There are currently more than 20 (expedition) cruise ships and several private yachts sailing between South America, the Falkland Islands, South Georgia and the Antarctic Peninsula. With the help of strict Covid 19 protocols, implemented both in the airports, hotels and ports in Chile and Argentina, from where expedition trips to Antarctica depart, and by the various shipping companies on board the ships, great efforts are being made to keep the corona virus away. In most cases this seems to work well, but not in all.
The Chilean newspaper La Prensa Austral reported that two passengers on a luxury cruise ship tested positive for Covid-19 in November after the ship, with 156 passengers on board, had been en route to Antarctica for several days. An 82-year-old tourist who made the trip with four family members complained of Covid-19 related symptoms. For her and one other person, a PCR test performed on board confirmed infection with Covid-19, whereupon the entire family was isolated.
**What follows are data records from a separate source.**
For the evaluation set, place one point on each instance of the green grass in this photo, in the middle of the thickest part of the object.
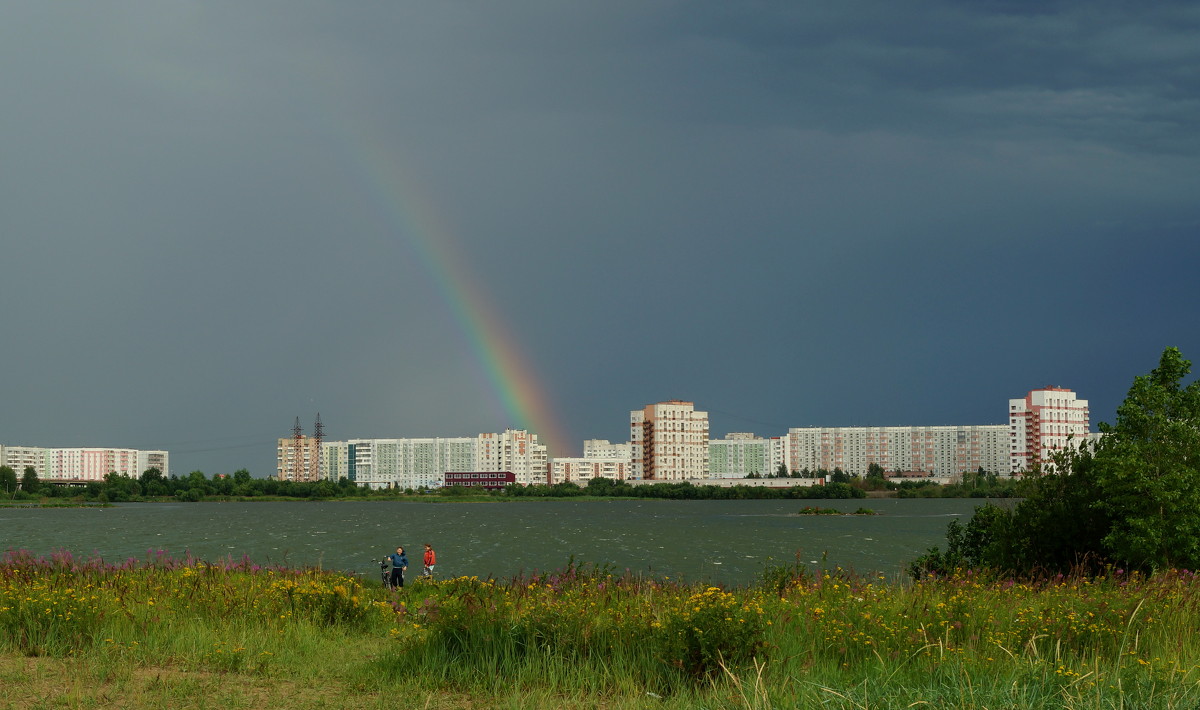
(163, 631)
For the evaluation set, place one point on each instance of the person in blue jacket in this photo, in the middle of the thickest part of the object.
(399, 564)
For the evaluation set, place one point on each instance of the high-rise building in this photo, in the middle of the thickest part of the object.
(423, 463)
(939, 451)
(601, 459)
(517, 452)
(1045, 421)
(669, 441)
(295, 458)
(739, 455)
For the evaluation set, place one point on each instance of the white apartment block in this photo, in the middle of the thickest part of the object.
(601, 459)
(516, 452)
(83, 464)
(739, 455)
(423, 463)
(669, 441)
(940, 451)
(604, 449)
(581, 470)
(1045, 421)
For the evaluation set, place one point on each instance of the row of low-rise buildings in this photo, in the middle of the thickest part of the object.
(670, 441)
(83, 463)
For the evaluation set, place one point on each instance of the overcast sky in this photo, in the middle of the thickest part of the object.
(219, 216)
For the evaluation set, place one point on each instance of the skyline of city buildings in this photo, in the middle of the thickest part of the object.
(669, 441)
(83, 463)
(424, 462)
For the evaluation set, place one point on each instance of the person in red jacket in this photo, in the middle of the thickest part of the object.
(431, 559)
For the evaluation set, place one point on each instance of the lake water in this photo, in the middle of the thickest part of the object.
(726, 542)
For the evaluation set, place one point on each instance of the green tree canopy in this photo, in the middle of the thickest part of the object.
(7, 480)
(1150, 469)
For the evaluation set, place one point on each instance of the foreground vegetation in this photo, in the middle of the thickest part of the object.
(1131, 500)
(184, 632)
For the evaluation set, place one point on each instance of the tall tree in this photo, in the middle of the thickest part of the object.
(7, 480)
(1150, 469)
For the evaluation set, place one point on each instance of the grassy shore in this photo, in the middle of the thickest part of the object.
(189, 633)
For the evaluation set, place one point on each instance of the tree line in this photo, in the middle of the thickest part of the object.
(1129, 501)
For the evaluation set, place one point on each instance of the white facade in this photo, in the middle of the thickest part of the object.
(601, 459)
(1045, 421)
(739, 455)
(940, 451)
(423, 463)
(517, 452)
(581, 470)
(604, 449)
(83, 464)
(669, 441)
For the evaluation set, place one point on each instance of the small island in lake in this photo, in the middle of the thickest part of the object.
(811, 510)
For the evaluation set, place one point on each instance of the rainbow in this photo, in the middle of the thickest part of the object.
(412, 215)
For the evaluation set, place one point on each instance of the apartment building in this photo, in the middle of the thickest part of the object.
(424, 462)
(669, 441)
(1045, 421)
(600, 459)
(83, 463)
(739, 455)
(939, 451)
(295, 459)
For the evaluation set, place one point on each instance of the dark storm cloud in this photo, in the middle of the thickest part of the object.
(864, 212)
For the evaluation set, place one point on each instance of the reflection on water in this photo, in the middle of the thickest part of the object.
(726, 542)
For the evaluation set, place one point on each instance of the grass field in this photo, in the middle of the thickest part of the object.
(190, 633)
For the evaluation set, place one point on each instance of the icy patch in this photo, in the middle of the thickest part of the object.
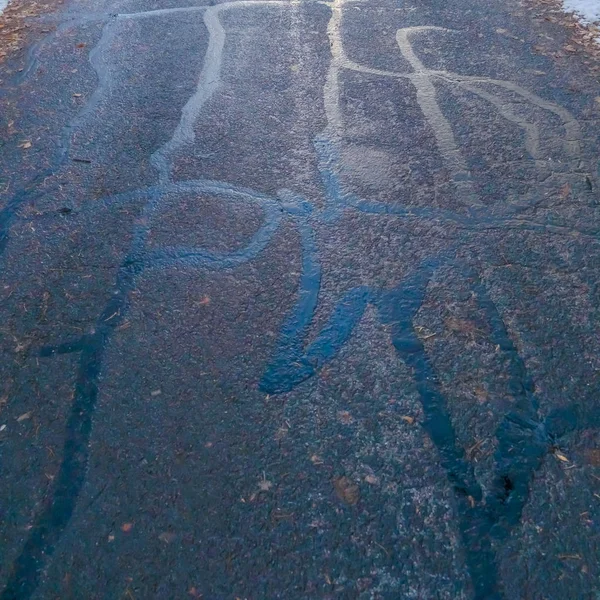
(587, 10)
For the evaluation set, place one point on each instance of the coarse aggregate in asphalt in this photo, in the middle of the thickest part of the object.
(299, 299)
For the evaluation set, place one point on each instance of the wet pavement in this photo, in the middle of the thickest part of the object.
(299, 300)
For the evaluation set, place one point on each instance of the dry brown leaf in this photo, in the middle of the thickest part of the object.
(167, 537)
(345, 417)
(264, 485)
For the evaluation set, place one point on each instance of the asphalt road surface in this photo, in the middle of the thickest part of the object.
(299, 300)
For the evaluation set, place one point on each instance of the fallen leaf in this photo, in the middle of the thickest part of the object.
(264, 485)
(346, 490)
(167, 537)
(345, 417)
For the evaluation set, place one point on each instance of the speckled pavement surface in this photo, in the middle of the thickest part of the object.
(299, 300)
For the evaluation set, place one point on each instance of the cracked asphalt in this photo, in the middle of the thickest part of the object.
(299, 299)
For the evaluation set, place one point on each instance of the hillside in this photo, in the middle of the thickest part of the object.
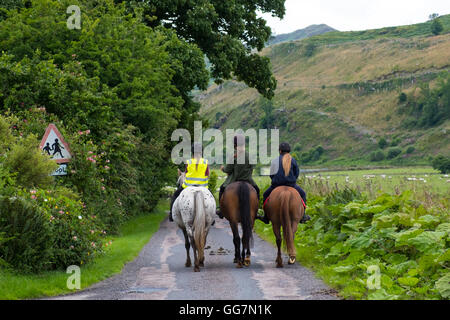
(341, 91)
(300, 34)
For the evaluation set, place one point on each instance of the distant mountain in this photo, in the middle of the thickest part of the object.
(313, 30)
(342, 91)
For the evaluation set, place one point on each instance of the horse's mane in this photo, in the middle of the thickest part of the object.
(287, 160)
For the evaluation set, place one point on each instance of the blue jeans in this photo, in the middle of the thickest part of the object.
(295, 186)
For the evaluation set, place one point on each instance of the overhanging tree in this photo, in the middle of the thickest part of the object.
(228, 32)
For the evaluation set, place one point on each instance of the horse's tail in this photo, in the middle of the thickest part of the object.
(199, 223)
(285, 199)
(244, 208)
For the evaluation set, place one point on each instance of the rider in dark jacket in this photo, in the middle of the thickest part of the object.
(279, 178)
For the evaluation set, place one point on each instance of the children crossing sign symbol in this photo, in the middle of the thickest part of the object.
(57, 148)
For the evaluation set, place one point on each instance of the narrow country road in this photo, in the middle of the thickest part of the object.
(159, 273)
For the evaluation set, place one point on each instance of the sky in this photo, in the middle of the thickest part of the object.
(354, 15)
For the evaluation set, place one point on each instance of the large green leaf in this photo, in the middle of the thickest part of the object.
(443, 285)
(427, 241)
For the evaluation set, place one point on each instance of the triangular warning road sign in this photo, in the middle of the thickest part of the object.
(54, 145)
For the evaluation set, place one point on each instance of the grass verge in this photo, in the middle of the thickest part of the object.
(134, 234)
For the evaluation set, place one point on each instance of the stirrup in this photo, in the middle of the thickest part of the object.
(219, 214)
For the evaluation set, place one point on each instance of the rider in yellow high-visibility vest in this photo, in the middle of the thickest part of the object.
(197, 174)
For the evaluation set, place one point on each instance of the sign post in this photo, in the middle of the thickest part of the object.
(56, 147)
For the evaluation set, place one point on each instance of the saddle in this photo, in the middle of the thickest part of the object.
(303, 202)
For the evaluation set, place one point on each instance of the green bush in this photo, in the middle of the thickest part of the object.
(30, 244)
(47, 230)
(442, 164)
(402, 97)
(377, 156)
(406, 242)
(393, 153)
(76, 235)
(382, 143)
(436, 27)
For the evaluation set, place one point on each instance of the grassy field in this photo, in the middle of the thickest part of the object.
(344, 97)
(398, 222)
(134, 234)
(425, 182)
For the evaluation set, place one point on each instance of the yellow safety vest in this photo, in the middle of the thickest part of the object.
(196, 177)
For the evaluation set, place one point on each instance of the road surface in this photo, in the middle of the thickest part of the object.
(159, 273)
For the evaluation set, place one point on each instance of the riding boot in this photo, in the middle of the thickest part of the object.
(222, 189)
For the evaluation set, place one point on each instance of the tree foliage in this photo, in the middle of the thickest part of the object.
(226, 31)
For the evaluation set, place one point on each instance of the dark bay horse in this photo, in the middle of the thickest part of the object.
(239, 204)
(284, 209)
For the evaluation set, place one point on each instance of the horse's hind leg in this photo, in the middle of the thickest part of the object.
(237, 245)
(277, 233)
(187, 246)
(196, 262)
(247, 261)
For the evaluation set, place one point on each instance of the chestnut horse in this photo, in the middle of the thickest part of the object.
(239, 204)
(284, 208)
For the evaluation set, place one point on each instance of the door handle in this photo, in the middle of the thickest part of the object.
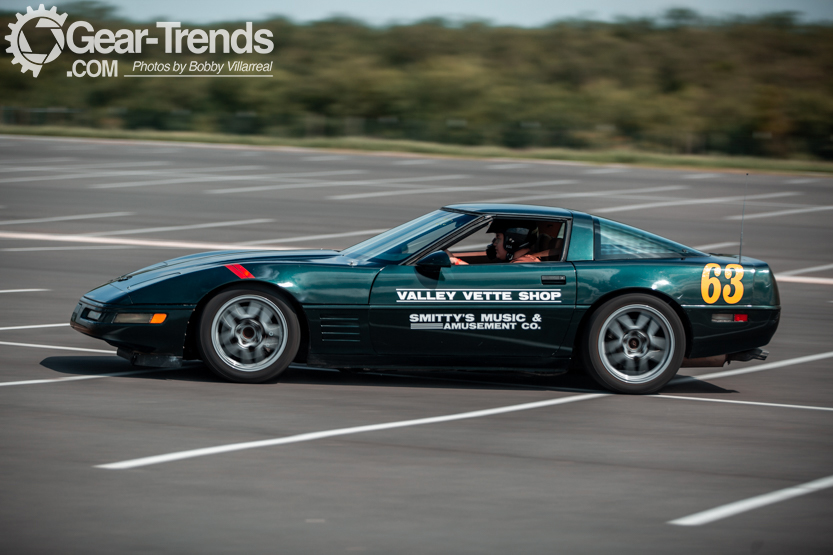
(554, 280)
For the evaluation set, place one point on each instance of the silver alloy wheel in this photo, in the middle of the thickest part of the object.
(636, 343)
(249, 333)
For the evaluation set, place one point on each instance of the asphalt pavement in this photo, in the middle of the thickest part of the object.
(557, 467)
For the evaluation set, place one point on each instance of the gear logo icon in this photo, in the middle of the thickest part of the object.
(20, 48)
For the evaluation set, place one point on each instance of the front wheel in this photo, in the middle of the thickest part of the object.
(248, 335)
(634, 344)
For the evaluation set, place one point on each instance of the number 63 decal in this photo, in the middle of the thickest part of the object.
(710, 286)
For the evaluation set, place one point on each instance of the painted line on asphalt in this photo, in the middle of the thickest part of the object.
(88, 377)
(712, 246)
(38, 249)
(583, 194)
(56, 347)
(136, 242)
(67, 218)
(603, 171)
(193, 453)
(207, 178)
(781, 213)
(180, 455)
(415, 162)
(738, 507)
(178, 227)
(811, 269)
(802, 279)
(39, 168)
(734, 402)
(323, 158)
(401, 181)
(33, 327)
(75, 173)
(506, 166)
(756, 368)
(316, 237)
(454, 189)
(700, 176)
(686, 202)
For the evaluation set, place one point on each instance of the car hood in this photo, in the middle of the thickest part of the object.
(192, 262)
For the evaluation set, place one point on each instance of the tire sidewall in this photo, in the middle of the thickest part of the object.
(206, 347)
(596, 367)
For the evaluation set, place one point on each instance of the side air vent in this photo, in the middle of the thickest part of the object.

As the elderly lady’s health condition worsened, an evacuation was organized from King George Island, South Shetland Islands. The 82-year-old patient and her family were transported to Punta Arenas, Chile, on 23 November by a BAE aircraft operated by the Chilean airline DAP under strict hygiene protocols. According to La Prensa Austral, the woman was treated at a clinic in Punta Arenas after the evacuation, where she died due to the severity of the infection combined with several pre-existing conditions. The second infected person and the other family members have since returned to their home country after completing quarantine.
According to social media, the family apparently traveled by private jet to Chile, where all members presented a negative PCR test as Radio Cooperativa reported. All other passengers traveled from Santiago, Chile in a “sanitary bubble” to the ship in Punta Arenas. Fortunately, there appeared to be no other positive cases on board among the other passengers, all of whom were required to be fully vaccinated – Chilean officials conducted PCR tests on all passengers after the ship returned to Punta Arenas, all of which came back negative, according to social media reports.
This incident again illustrates how difficult it is to exclude the virus, even when all precautions seem to have been taken.
No further information is available from the Chilean authorities at this stage. To protect personal rights, we do not mention the names of companies or persons.